C’è un preciso senso in cui un set da Chess è considerabile come un ordine di battaglia. Abbiamo unità di fanteria (Pedoni), unità che colpiscono a distanza (Alfiere, Torre), unità di cavalleria che si muovono accerchiando (Cavallo), abbiamo unità di grado superiore (Regina e Re). Facciamo però attenzione anche a un altro elemento che balza agli occhi contemplando quest’ordine di battaglia: all’ordine di battaglia infatti corrisponde un ordine sociale ben definito, tipicamente europeo, in cui notiamo una precisa stratificazione del sistema di classi. Il monarca (Re) occupa il vertice della piramide, subito seguito e affiancato dalla propria consorte (Regina). A seguire ritroviamo l’Alfiere, che in inglese è “Bishop” e che sta ad indicare il connubio tra potere temporale e potere spirituale, ossia la forza sociale e politica che ha rappresentato la Chiesa nel corso della storia dell’Europa. Un gradino più in giù si possono individuare i cavalieri, che simboleggiano l’ordine equestre, quindi le torri che raffigurano le fortificazioni relative al fenomeno dell’incastellamento, fino a giungere al limite inferiore di questa piramide, occupato dai Pedoni (dallo spagnolo peones) ossia i braccianti che rappresentano la figura dell’agricola.
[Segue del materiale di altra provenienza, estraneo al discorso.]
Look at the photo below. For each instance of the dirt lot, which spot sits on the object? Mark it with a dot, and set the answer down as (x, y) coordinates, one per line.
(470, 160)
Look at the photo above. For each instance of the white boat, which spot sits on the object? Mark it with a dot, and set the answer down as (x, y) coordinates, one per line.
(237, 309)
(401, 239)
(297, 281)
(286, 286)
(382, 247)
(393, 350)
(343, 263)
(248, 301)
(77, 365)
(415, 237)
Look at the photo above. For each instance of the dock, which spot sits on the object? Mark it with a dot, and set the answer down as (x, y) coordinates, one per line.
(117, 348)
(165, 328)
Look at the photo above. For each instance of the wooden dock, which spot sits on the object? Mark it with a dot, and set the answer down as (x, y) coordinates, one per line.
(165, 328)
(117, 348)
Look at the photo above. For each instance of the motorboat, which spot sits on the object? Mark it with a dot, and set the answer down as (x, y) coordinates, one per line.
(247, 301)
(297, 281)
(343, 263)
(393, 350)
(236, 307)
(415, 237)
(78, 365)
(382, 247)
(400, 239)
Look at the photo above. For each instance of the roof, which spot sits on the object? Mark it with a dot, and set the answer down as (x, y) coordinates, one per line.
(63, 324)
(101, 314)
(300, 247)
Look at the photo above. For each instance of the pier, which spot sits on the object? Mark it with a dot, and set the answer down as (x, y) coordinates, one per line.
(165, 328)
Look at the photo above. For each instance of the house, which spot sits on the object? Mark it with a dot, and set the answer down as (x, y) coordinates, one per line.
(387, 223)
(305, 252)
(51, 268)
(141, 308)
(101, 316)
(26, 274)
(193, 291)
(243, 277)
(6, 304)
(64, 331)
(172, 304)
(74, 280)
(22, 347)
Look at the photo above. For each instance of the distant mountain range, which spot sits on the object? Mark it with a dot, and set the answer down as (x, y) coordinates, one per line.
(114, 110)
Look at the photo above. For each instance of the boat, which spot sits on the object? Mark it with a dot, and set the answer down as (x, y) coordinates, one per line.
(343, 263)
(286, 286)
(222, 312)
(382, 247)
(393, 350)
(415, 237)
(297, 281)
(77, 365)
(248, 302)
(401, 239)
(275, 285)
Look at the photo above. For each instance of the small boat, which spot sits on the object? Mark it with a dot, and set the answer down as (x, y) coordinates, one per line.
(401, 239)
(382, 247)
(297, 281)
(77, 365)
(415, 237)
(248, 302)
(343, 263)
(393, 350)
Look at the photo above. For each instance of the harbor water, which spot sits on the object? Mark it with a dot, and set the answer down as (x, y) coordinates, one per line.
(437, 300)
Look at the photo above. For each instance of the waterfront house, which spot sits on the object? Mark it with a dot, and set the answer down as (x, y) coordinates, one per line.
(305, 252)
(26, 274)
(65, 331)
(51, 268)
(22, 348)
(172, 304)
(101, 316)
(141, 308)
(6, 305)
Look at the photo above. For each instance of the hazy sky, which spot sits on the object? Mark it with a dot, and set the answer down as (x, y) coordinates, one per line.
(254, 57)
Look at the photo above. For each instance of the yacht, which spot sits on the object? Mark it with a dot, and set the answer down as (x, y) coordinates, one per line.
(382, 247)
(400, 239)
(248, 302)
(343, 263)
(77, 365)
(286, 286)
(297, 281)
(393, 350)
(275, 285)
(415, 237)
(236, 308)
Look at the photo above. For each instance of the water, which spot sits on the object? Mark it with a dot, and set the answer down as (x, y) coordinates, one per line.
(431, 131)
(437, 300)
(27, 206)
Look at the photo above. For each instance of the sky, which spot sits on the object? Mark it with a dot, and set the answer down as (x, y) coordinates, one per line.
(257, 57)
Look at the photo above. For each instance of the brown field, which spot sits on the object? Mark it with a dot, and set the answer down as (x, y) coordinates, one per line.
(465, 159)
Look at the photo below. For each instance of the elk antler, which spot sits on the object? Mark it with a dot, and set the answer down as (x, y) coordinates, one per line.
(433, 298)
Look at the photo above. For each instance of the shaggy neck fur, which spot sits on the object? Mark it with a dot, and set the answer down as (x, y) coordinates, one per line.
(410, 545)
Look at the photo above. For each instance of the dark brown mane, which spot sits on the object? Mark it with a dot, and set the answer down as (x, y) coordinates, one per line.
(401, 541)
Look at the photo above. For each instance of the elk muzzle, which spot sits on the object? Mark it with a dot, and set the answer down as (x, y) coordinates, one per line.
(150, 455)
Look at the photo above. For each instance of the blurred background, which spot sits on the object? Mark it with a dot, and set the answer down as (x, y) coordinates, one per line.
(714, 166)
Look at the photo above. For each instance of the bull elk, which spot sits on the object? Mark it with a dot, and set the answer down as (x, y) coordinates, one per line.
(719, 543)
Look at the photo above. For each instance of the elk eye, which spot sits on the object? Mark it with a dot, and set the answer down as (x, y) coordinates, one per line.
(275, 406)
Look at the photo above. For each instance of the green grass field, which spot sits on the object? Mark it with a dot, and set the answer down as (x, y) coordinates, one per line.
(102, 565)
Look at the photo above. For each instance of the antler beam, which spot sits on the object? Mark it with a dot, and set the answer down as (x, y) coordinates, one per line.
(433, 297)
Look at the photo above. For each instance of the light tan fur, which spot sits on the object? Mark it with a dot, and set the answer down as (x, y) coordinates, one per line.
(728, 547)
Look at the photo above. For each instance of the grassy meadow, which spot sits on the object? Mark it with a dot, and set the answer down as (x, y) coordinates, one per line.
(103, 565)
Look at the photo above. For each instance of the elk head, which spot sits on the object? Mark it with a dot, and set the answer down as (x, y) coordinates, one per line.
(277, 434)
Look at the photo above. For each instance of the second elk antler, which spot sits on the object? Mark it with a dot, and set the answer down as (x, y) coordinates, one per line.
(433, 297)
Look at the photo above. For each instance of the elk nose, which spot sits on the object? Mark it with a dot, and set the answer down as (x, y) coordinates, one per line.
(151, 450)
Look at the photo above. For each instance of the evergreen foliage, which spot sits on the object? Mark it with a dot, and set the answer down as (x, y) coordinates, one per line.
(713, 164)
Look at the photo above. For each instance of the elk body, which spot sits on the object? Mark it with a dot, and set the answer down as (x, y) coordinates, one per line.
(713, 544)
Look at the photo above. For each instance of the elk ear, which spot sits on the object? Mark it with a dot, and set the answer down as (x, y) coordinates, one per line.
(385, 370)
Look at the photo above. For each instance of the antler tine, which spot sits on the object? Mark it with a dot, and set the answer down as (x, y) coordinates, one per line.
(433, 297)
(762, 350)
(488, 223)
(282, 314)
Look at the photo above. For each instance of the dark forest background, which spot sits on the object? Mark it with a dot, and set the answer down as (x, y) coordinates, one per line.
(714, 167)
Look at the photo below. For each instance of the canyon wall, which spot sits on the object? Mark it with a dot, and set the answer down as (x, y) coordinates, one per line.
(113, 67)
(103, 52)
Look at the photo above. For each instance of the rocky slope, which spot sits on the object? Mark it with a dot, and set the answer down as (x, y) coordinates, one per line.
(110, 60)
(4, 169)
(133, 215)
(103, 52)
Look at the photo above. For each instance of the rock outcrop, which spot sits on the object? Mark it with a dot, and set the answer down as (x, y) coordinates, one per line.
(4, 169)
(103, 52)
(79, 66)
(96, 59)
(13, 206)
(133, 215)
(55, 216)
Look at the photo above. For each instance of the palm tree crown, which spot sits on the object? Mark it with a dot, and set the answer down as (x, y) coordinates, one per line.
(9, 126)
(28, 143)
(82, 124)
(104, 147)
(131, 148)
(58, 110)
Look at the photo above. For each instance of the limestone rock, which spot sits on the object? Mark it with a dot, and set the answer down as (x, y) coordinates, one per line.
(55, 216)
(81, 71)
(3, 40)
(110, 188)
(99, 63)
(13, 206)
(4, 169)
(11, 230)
Spesso siamo portati a vedere il Chess in modo semplicistico: nero contro bianco, esercito contro esercito. Proprio per questo motivo trascuriamo la complessità delle trame che si celano all’interno di un singolo schieramento, vale a dire la fitta rete di relazioni che legano un pezzo all’altro, una classe sociale all’altra. Il Chess (e così anche lo Shogi) è anzitutto un gioco di diplomazia in cui la singola fazione, prima ancora di attaccare l’avversario di colore opposto, deve trovare il proprio “equilibrio interno” (la “buona forma”, come si dice nello Shogi): la vittoria “inter-cromatica” presuppone una previa pacificazione “intra-cromatica”. Combattere ed evitare l’insorgenza interna (CoIn) è la precondizione per la vittoria militare sul nemico esterno.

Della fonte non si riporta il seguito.